Glory’s hands worked over each other, as if she were washing them, desperate to be clean. “I know he doesn’t like you. I don’t know why, but that doesn’t matter now. I just want to be certain he’s okay.”

Cork said, “All right.”

Glory took a white Bible from the coffee table and held it in her hands. “Rose and I have been talking. There are those who believe it takes three days for the spirit to adjust to the reality of death, three days to let go completely of the body. For Charlotte, three days was a long time ago. I understand that’s not Charlotte they’re working on in the morgue, but Fletcher doesn’t see it that way.”

Cork said, “Any idea where he might have gone?”

In the face of this simple question, Glory seemed completely lost.

“We’ve been over that, Cork,” Rose said. “Glory has no idea.”

“Does he have an office somewhere?” Cork prompted.

“Only here,” Glory said.

“How about a bar he likes?”

“Fletcher doesn’t drink.”

“Friends?”

“Fletcher has associates. He has acquaintances. But he has no friends.”

“Is there someplace that’s special to him? Valhalla maybe?”

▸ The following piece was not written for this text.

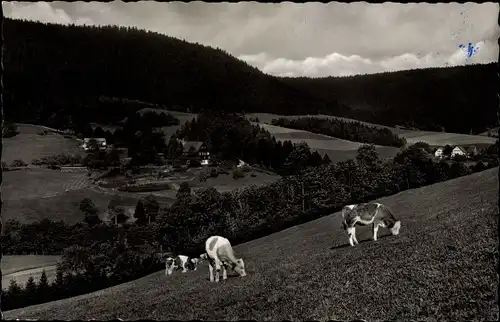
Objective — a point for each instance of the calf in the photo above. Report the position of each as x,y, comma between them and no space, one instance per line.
219,252
180,262
365,214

“He hates Valhalla. After Charlotte disappeared, he couldn’t stand going back there.”

“Could he be out driving somewhere, thinking?”

“He gets car sick.”

“May I use your phone?” Cork said.

“There.” Glory indicated a cordless on a table near the kitchen doorway.

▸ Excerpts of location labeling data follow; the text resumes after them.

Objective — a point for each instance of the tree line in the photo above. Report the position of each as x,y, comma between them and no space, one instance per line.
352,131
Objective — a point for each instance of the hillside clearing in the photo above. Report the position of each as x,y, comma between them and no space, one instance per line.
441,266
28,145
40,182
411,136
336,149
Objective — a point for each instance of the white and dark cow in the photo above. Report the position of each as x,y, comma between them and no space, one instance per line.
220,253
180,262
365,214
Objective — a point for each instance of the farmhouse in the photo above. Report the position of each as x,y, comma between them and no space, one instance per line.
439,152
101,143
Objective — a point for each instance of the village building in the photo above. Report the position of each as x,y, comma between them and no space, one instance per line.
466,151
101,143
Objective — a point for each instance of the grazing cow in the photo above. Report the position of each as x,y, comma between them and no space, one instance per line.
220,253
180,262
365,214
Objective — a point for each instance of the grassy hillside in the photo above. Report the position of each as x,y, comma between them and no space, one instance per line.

Cork took the phone and stepped into the kitchen where he could speak in private. On the wall next to the refrigerator hung a large frame with several photographs, each with its own opening in the matte. They were all of Kane and his daughter in a happier time, smiling. On snowmobiles, on mountain bikes, on a tennis court, on a beach, and one in formal attire beside a wall hung with red bougainvillea. They appeared to have done a lot of things together, and seemed to have genuinely enjoyed each other’s company. Physically, they were an unusual pairing-Charlotte, dark-haired and lovely, with a smile that showed braces; her father bald, long-limbed, and homely. Cork thought the girl had been lucky to have inherited what must have been her mother’s beauty, because her father was so extraordinarily odd-looking. The photos appeared to have been taken before the Kanes moved to Minnesota, because there were mountains behind the snowmobiles, and the beach was on the ocean. Cork wondered why he’d never seen Kane and his daughter doing things together in Aurora. Had something happened to come between them, to ruin the joy they’d shared? The death of Kane’s wife, perhaps? Cork didn’t know the details, but maybe it had been a particularly difficult ordeal and the memory was painful. Perhaps that was why there were no pictures of Charlotte’s mother.